Clearing skies but no distant views
We walked on ahead of them and were caught up again near the trig, just 1.4 kms on, and spent some time chatting with the adult. The young ones ran the short distance up to the actual trig, while we remained at the memorial. Last time we climbed up to the trig, it had been that; a scramble up the steep banks holding on to trees and roots, now apparently there are steps cut into the steep areas. 

While we ate our lunch, we admired the memorial to the settlors of the three valleys which culminate at this peak. On 25 April this year, there was an unveiling of the installation to coincide with ANZAC Day; pertinent because all these settlors were returned soldiers from the First World War who were offered re-hab farms for services rendered to their country. One should never look a gift horse in the mouth, however the land should never have been cleared in the first place; no sooner had the bush been felled, did the erosion begin and the land literally slid off the steep sides into the rivers. Many simply gave up and walked off in the earlier years and then there were those like Fred Bettjeman who held on until the last, kicking and screaming to the end.

Flowering Rangiora
The memorial features an axe set into a pinnacle of a pyramid bearing the names of the original settlors, and was designed by my Uncle Ron, he who died just a week ago. The ceremony last April was attended by more than two hundred people who arrived by horse, quad bike and helicopter. My parents and my uncles, both over 90 years of age, were among those who took the scenic aerial route. It was pertinent too that the service marked one hundred years since the Mangapurua Valley was opened for settlement.

Abundant black berries on Five Finger Jack
From here on to the Wanganui River, the road is basically all downhill, but we left that to be enjoyed by our new acquaintances. We turned back the way we had come and trudged along the road which had become muddy in the interim, caused by the rain and traffic. I did take time to enjoy the scenery, the fauna (feral goats, pigeons, tomtits, tuis and a multitude of other birds who serenaded our path from their hiding places in the scrub) and the flora. But I must confess that the final descent through the farmland was hard going and at 3 pm I crawled into the motorhome, and lay flat on the floor until revived with a steaming cup of coffee and promise of dinner out.

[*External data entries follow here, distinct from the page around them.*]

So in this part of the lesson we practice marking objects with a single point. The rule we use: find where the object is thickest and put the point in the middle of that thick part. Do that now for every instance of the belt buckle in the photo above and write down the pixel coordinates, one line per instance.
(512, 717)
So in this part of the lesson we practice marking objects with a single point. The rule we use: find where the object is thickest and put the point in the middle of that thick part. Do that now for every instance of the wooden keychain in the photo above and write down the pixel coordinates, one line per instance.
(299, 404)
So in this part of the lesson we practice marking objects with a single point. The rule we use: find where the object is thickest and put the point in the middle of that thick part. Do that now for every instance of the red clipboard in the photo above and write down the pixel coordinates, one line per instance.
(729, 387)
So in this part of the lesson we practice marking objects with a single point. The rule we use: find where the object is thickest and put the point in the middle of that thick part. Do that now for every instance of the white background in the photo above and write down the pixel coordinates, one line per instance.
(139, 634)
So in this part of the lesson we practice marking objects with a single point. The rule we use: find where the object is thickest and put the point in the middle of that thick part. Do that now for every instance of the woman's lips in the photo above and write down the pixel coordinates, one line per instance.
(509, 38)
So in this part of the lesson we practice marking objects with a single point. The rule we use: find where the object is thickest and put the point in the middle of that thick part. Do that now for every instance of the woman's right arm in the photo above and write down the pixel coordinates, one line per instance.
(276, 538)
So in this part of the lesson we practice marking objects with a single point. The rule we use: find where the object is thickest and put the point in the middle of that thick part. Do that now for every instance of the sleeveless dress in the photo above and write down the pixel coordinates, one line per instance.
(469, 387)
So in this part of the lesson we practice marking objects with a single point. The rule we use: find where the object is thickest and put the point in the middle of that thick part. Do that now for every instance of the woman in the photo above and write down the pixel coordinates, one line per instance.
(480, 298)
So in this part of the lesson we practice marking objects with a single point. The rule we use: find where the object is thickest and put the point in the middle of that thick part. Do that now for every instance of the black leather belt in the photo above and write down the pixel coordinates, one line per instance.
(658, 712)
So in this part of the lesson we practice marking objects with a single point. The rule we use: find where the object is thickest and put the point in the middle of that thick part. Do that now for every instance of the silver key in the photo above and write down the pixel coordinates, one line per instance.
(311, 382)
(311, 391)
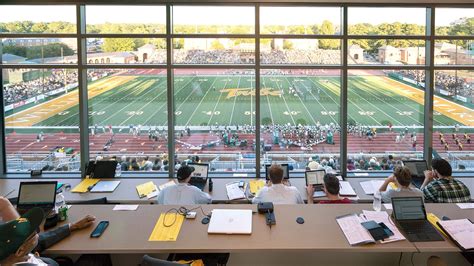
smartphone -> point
(100, 229)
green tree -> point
(118, 45)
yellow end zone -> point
(461, 114)
(45, 110)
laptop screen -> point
(200, 170)
(37, 194)
(416, 167)
(286, 171)
(315, 177)
(409, 208)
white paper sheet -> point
(123, 207)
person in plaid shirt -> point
(440, 187)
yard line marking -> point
(235, 100)
(197, 107)
(218, 100)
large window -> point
(130, 69)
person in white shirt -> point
(402, 178)
(183, 193)
(277, 192)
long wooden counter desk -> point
(126, 191)
(129, 231)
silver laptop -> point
(105, 186)
(230, 222)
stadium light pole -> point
(429, 86)
(257, 91)
(82, 83)
(343, 99)
(170, 92)
(3, 161)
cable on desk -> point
(181, 211)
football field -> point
(203, 100)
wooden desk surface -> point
(128, 232)
(126, 192)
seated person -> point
(440, 187)
(402, 178)
(331, 188)
(277, 192)
(183, 193)
(39, 242)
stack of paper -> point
(355, 233)
(461, 231)
(84, 185)
(371, 186)
(256, 185)
(145, 189)
(346, 189)
(234, 191)
(382, 217)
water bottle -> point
(377, 205)
(118, 170)
(60, 201)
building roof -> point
(11, 57)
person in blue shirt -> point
(183, 193)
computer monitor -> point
(37, 194)
(315, 177)
(417, 167)
(286, 171)
(408, 208)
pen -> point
(8, 194)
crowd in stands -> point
(14, 93)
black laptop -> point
(200, 175)
(417, 169)
(286, 171)
(40, 194)
(410, 215)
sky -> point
(228, 15)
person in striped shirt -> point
(440, 187)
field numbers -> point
(405, 113)
(328, 113)
(132, 113)
(366, 113)
(96, 112)
(291, 112)
(211, 112)
(249, 113)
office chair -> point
(91, 202)
(150, 261)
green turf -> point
(199, 101)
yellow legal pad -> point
(84, 185)
(146, 188)
(433, 219)
(256, 185)
(163, 233)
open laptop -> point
(417, 169)
(286, 171)
(200, 175)
(409, 213)
(316, 179)
(230, 222)
(40, 194)
(101, 169)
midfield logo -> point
(250, 92)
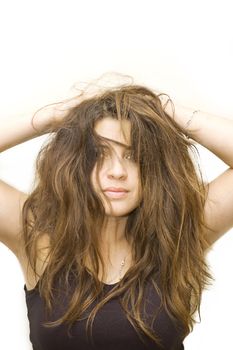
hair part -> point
(166, 229)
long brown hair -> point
(167, 227)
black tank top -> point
(111, 328)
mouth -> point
(116, 192)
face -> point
(118, 175)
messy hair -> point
(166, 229)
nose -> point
(116, 169)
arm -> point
(14, 131)
(216, 134)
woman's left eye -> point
(129, 156)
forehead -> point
(114, 129)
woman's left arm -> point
(216, 134)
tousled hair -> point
(166, 229)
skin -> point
(118, 170)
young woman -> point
(112, 239)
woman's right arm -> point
(14, 131)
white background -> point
(183, 48)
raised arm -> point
(14, 131)
(216, 134)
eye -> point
(130, 156)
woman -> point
(113, 237)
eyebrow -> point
(127, 147)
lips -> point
(115, 189)
(116, 192)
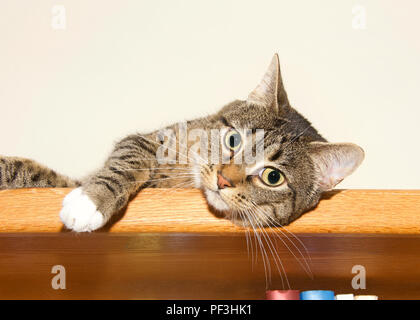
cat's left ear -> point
(334, 161)
(270, 92)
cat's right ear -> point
(270, 91)
(334, 161)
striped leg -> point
(108, 190)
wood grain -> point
(168, 210)
(201, 266)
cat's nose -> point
(222, 182)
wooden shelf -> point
(167, 210)
(168, 245)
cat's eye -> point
(233, 140)
(271, 177)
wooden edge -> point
(185, 210)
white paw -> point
(79, 212)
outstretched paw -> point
(79, 213)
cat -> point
(298, 166)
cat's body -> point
(298, 166)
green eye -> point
(233, 140)
(271, 177)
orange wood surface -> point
(168, 245)
(166, 210)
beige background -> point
(122, 66)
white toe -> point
(79, 213)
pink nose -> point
(222, 182)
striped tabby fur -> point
(292, 146)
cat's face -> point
(296, 167)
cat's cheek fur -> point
(79, 213)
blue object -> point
(317, 295)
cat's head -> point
(297, 166)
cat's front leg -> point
(106, 192)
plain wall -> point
(118, 67)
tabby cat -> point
(298, 165)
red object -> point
(282, 295)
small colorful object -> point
(282, 295)
(317, 295)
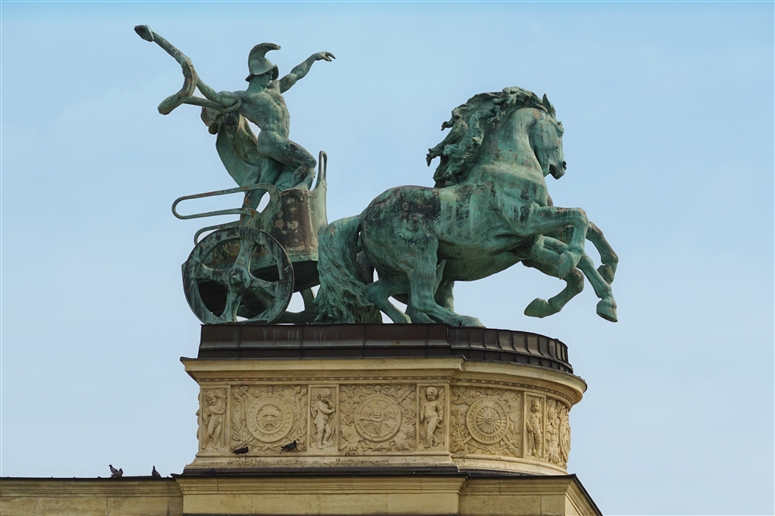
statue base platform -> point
(381, 399)
(357, 419)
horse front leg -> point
(542, 220)
(606, 307)
(607, 255)
(548, 261)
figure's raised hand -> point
(324, 56)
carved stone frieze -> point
(323, 418)
(432, 416)
(486, 421)
(534, 426)
(377, 418)
(212, 423)
(264, 418)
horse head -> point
(545, 137)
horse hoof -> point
(606, 273)
(538, 308)
(607, 310)
(468, 322)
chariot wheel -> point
(238, 271)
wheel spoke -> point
(233, 300)
(257, 284)
(216, 275)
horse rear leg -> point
(379, 294)
(422, 283)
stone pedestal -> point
(381, 398)
(357, 419)
(396, 419)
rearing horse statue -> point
(490, 209)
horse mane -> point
(468, 125)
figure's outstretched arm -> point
(301, 70)
(191, 79)
(223, 98)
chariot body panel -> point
(249, 269)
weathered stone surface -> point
(401, 409)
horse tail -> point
(342, 296)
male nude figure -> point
(263, 104)
(321, 412)
(431, 412)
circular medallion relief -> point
(269, 419)
(487, 421)
(378, 417)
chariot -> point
(250, 268)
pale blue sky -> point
(668, 110)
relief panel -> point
(534, 426)
(377, 418)
(323, 419)
(486, 421)
(432, 416)
(265, 418)
(212, 420)
(557, 440)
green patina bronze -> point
(248, 269)
(490, 209)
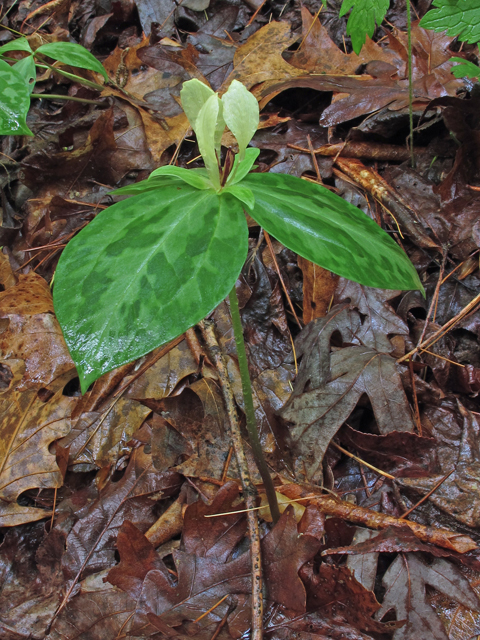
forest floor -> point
(370, 424)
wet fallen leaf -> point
(405, 583)
(31, 331)
(28, 425)
(458, 495)
(317, 412)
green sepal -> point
(72, 54)
(193, 96)
(144, 271)
(20, 44)
(190, 176)
(14, 102)
(325, 229)
(209, 121)
(241, 168)
(241, 114)
(242, 193)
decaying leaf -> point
(28, 425)
(328, 388)
(405, 582)
(458, 495)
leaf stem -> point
(53, 96)
(249, 408)
(410, 80)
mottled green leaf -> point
(241, 114)
(20, 44)
(143, 186)
(366, 14)
(14, 102)
(465, 69)
(145, 270)
(327, 230)
(27, 69)
(190, 176)
(241, 168)
(457, 17)
(73, 54)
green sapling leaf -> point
(457, 17)
(20, 44)
(190, 176)
(73, 54)
(14, 102)
(241, 114)
(366, 14)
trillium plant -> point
(153, 265)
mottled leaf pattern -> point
(14, 102)
(72, 54)
(144, 271)
(325, 229)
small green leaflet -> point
(465, 69)
(14, 102)
(327, 230)
(144, 271)
(457, 17)
(73, 54)
(366, 14)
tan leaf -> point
(32, 333)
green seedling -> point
(18, 80)
(151, 266)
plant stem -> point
(410, 80)
(249, 408)
(53, 96)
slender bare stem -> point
(249, 408)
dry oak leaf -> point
(459, 494)
(27, 428)
(90, 543)
(99, 611)
(380, 319)
(318, 413)
(260, 58)
(405, 583)
(204, 580)
(29, 331)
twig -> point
(277, 269)
(360, 461)
(249, 491)
(425, 497)
(446, 327)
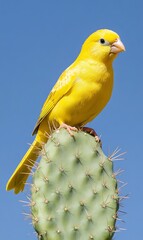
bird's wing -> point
(63, 85)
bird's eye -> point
(103, 42)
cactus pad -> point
(74, 192)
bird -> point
(79, 95)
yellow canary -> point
(79, 95)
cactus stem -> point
(58, 231)
(76, 228)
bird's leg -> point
(92, 132)
(68, 128)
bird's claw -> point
(69, 129)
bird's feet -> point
(92, 132)
(69, 129)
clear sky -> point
(38, 40)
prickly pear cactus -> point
(74, 192)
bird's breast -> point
(85, 100)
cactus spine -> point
(74, 191)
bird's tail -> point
(21, 173)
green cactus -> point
(74, 191)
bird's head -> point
(103, 45)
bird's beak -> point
(117, 46)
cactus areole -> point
(74, 192)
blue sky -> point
(38, 40)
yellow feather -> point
(79, 95)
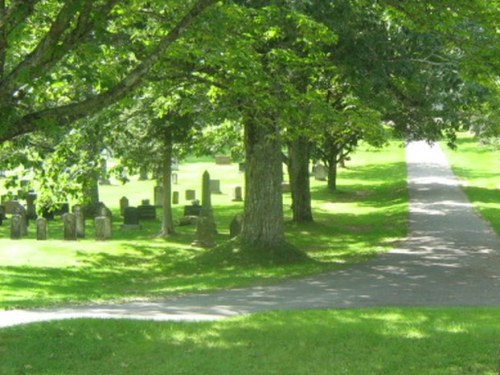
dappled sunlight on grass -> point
(366, 341)
(478, 167)
(362, 219)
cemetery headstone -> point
(158, 196)
(30, 205)
(131, 218)
(190, 195)
(102, 228)
(69, 226)
(320, 172)
(215, 187)
(222, 160)
(11, 207)
(2, 214)
(238, 194)
(41, 229)
(105, 211)
(21, 211)
(123, 205)
(235, 226)
(80, 221)
(146, 211)
(205, 228)
(175, 197)
(16, 227)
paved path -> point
(452, 258)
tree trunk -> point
(332, 172)
(298, 170)
(91, 195)
(263, 224)
(167, 224)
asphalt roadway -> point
(451, 258)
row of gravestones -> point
(190, 194)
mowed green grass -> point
(362, 219)
(478, 167)
(372, 341)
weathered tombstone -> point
(320, 172)
(158, 196)
(215, 187)
(192, 210)
(41, 229)
(204, 233)
(238, 194)
(222, 160)
(11, 207)
(146, 211)
(30, 205)
(175, 164)
(105, 211)
(2, 214)
(69, 226)
(21, 211)
(123, 205)
(16, 224)
(102, 228)
(104, 180)
(61, 209)
(235, 226)
(48, 213)
(143, 174)
(80, 221)
(131, 218)
(205, 228)
(175, 197)
(190, 195)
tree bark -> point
(263, 223)
(332, 172)
(167, 224)
(298, 170)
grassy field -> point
(478, 166)
(351, 342)
(364, 218)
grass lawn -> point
(367, 341)
(364, 218)
(478, 166)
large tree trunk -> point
(167, 224)
(298, 170)
(91, 195)
(332, 172)
(263, 224)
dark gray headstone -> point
(158, 196)
(41, 229)
(16, 223)
(238, 194)
(102, 228)
(235, 226)
(69, 226)
(123, 205)
(190, 195)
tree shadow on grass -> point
(371, 341)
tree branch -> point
(64, 115)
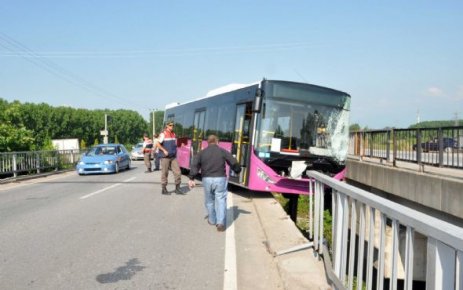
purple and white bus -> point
(276, 129)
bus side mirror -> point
(258, 101)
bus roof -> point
(236, 86)
(214, 92)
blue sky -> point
(397, 59)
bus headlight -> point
(264, 176)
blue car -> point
(104, 158)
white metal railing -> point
(13, 164)
(360, 218)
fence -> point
(13, 164)
(441, 147)
(360, 217)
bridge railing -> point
(360, 223)
(441, 147)
(13, 164)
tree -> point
(354, 127)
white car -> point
(136, 153)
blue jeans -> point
(215, 192)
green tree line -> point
(29, 126)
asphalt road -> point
(107, 232)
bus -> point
(277, 130)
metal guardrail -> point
(440, 147)
(14, 164)
(360, 218)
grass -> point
(302, 221)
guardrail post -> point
(15, 166)
(418, 147)
(441, 147)
(388, 145)
(394, 147)
(37, 162)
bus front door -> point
(241, 138)
(198, 134)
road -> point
(119, 232)
(106, 232)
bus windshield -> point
(290, 126)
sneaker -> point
(178, 190)
(220, 228)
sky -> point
(401, 61)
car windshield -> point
(102, 150)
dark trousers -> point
(170, 163)
(147, 159)
(156, 161)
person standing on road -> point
(167, 152)
(211, 161)
(146, 149)
(156, 152)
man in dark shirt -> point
(211, 161)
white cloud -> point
(434, 92)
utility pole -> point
(154, 121)
(105, 132)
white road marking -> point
(106, 188)
(229, 279)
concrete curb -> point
(299, 269)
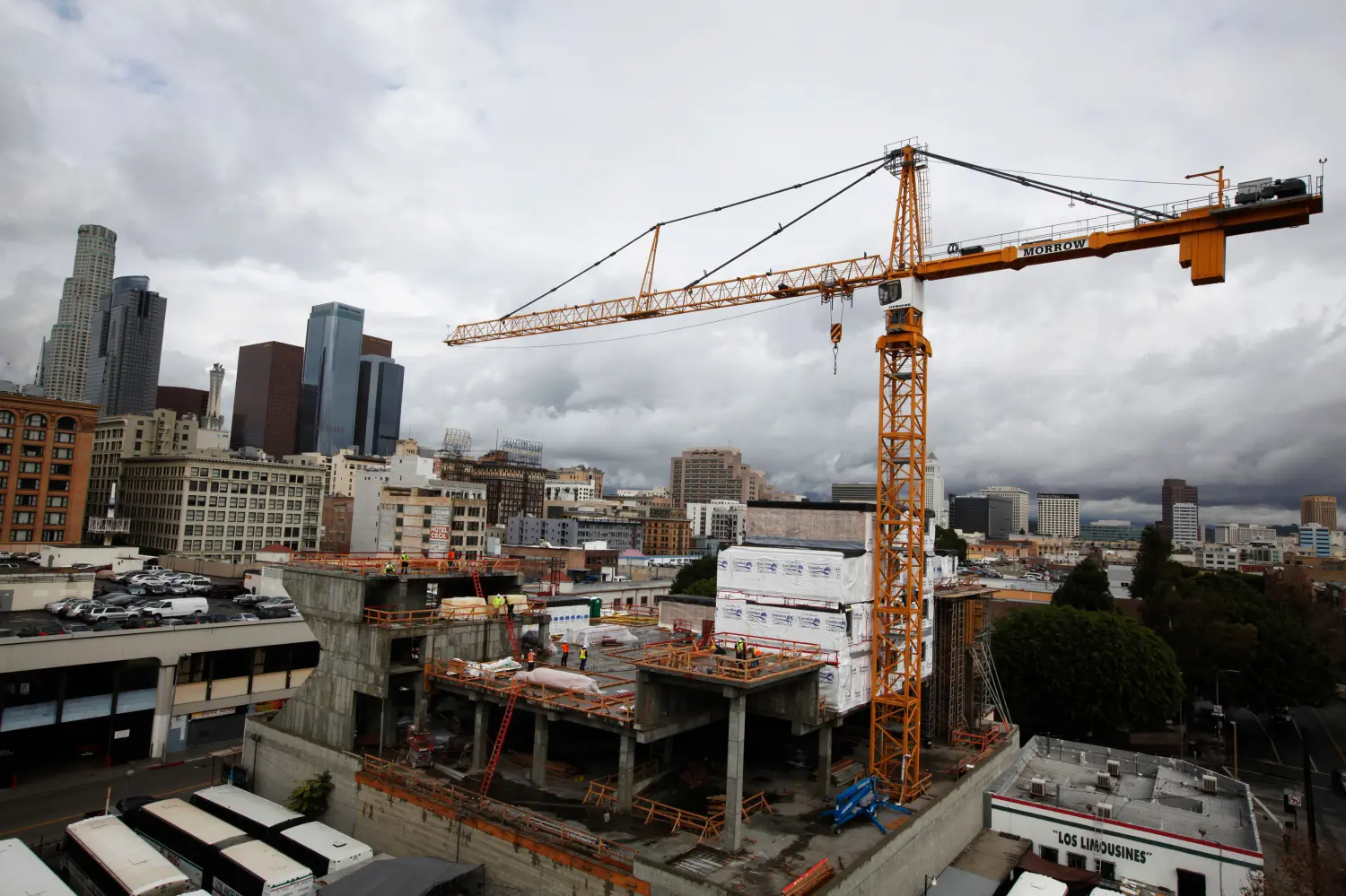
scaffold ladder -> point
(500, 742)
(509, 616)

So we drove all the way back out, past our camp of last night, past the steep banks of the Manganui-o-te-ao which really must be one of the loveliest rivers in New Zealand, meeting only two vehicles and then in convenient spots, and back to Ohakune, where we checked out the Indian restaurant and settled for a delicious chicken jalfrezi and a bottle of red. The “Magic Chilli” advertises itself for “Fine Indian Dining”; this is a long shot. The food is indeed wonderful, but the decoration is horrible, the name cheap and nasty, and the plastic gingham tablecloths cannot be considered appropriate for “fine dining”. However we were well satisfied and wished the proprietor and his family well; business in Ohakune is hard and this last winter has been a poor one. 

We had already eyed up this park-over-property and at $10 it offers a spacious flat and quiet spot. It will do.